Grace never stops writing poetry but she is also he author of the charming “A Hunting Alphabet,” which will appear with illustrations by her husband.
Then, in October 1915 the Newtons’ seemingly magical married life comes to an end when Grace, still a young woman, dies after what the local press identifies as “a lingering illness.” Her husband is devastated, and for her parents, who have lost the last of their four daughters to early deaths, it is a crushing blow.
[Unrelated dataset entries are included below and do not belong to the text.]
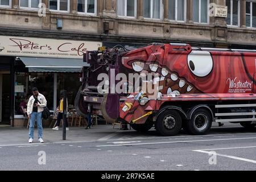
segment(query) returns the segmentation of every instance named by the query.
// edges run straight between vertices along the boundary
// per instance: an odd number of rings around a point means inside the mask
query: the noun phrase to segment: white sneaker
[[[53,127],[53,128],[52,129],[52,130],[56,130],[56,131],[59,131],[59,126],[56,126],[56,127]]]
[[[28,143],[32,143],[32,142],[33,142],[33,139],[32,138],[30,138],[30,139],[28,139]]]
[[[43,140],[43,139],[42,138],[39,138],[38,139],[38,141],[39,141],[40,143],[44,143],[44,140]]]

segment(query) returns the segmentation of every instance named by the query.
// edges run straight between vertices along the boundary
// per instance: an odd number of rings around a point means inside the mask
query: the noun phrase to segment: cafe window
[[[42,0],[20,0],[19,7],[24,9],[38,9],[38,5]]]
[[[209,23],[209,0],[193,0],[193,21]]]
[[[226,6],[228,6],[226,24],[230,26],[238,26],[240,19],[240,1],[226,0]]]
[[[96,15],[96,0],[77,0],[77,12],[85,14]]]
[[[69,106],[75,106],[75,99],[81,86],[81,73],[60,73],[57,78],[57,106],[60,101],[60,92],[67,90],[67,98]]]
[[[163,14],[162,0],[144,0],[144,18],[161,19]]]
[[[0,0],[0,7],[11,7],[11,0]]]
[[[69,12],[69,0],[49,0],[49,9],[51,11]]]
[[[169,0],[169,19],[175,21],[184,22],[186,16],[186,0]]]
[[[137,0],[117,0],[117,15],[136,17]]]
[[[246,27],[256,28],[256,2],[246,1]]]

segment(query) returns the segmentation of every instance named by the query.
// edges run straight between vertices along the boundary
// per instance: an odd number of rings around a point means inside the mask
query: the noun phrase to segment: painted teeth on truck
[[[176,74],[172,73],[171,75],[171,79],[173,81],[177,81],[178,79],[177,76]]]
[[[180,82],[179,82],[179,86],[180,88],[183,88],[185,85],[185,84],[186,84],[186,82],[185,82],[185,80],[180,80]]]
[[[163,76],[167,76],[168,74],[169,74],[169,72],[168,71],[167,69],[166,68],[162,69],[162,75]]]
[[[133,69],[135,71],[136,71],[137,72],[141,72],[143,69],[145,64],[144,63],[142,63],[141,61],[136,61],[136,62],[133,63],[132,65],[133,65]]]
[[[188,85],[188,88],[187,88],[187,92],[189,92],[193,89],[193,87],[192,87],[191,85]]]
[[[169,88],[167,90],[167,95],[171,95],[172,92],[172,90],[171,88]]]
[[[158,65],[156,64],[150,64],[150,70],[152,71],[153,72],[156,72],[156,71],[158,69]]]

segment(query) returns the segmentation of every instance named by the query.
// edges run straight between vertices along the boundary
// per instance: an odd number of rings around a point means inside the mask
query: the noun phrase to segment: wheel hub
[[[171,130],[174,129],[176,125],[176,120],[172,115],[167,115],[164,119],[163,124],[166,129]]]
[[[204,130],[207,125],[208,119],[204,114],[200,114],[196,116],[194,125],[196,127],[200,130]]]

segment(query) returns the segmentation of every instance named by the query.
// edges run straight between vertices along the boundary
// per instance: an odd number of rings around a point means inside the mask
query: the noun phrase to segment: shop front
[[[0,125],[24,126],[26,103],[37,87],[53,112],[61,90],[74,105],[81,86],[83,53],[96,42],[0,36]]]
Immediately following Grace’s death, the grief-stricken Richard Newton edits and arranges for limited publication of some of his wife’s poetry in a collection that he illustrates, The result is a volume called Poems in Passing, which includes this particularly poignant poem:
“Canter far and free, Gallop fast and fleet. ‘Neath the dreamland tree We shall meet, my Sweet!”
In another memorial to Grace, Richard joins with his mother-in-law, Fanny Clarke, to make a sizable donation in Grace’s name to Southampton Hospital, earmarked for an addition to the X-ray department in the three-year-old building.
Grace’s story ends there but you may be interested to know what happened afterward to those whose life she touched.
Thanks to an idea hatched by Grace’s romantically impulsive first husband, Harry Wakefield Bates, brokers’ offices throughout the nation are able to have complete ticker-tape service, an innovation that accounts for the huge fortune he left at his death.
“Stage beauty” Elsie Ferguson, the obvious object of Thomas Clarke Sr’s affection years earlier at Stanford White’s luncheon, marries the Clarke’s only remaining offspring, Thomas Clarke Jr., in 1916--not the first time in this Gilded Age series that a father’s mistress has moved on to his son.
Richard Newton, made a widower in 1916 at Grace’s death, remarries twice. His 1918 marriage to Mildred Gautier Rice is dissolved in 1922, and 10 years later he marries the much younger Blanche Helier, who survives him by 24 years. When she dies in 1993, she wills Box Farm to the National Trust for Historic Preservation, which finds a suitable purchaser in 1995. When the new owners move in, they discover leather-bound copies of Grace Clarke’s A Small Girl’s Stories and Poems in Passing.
Before his death in 1931, Thomas Clarke Sr. transforms his New York residence into an art gallery, and today 22 East 35th Street is the home of the Collectors Club, a private society whose members are avid stamp collectors.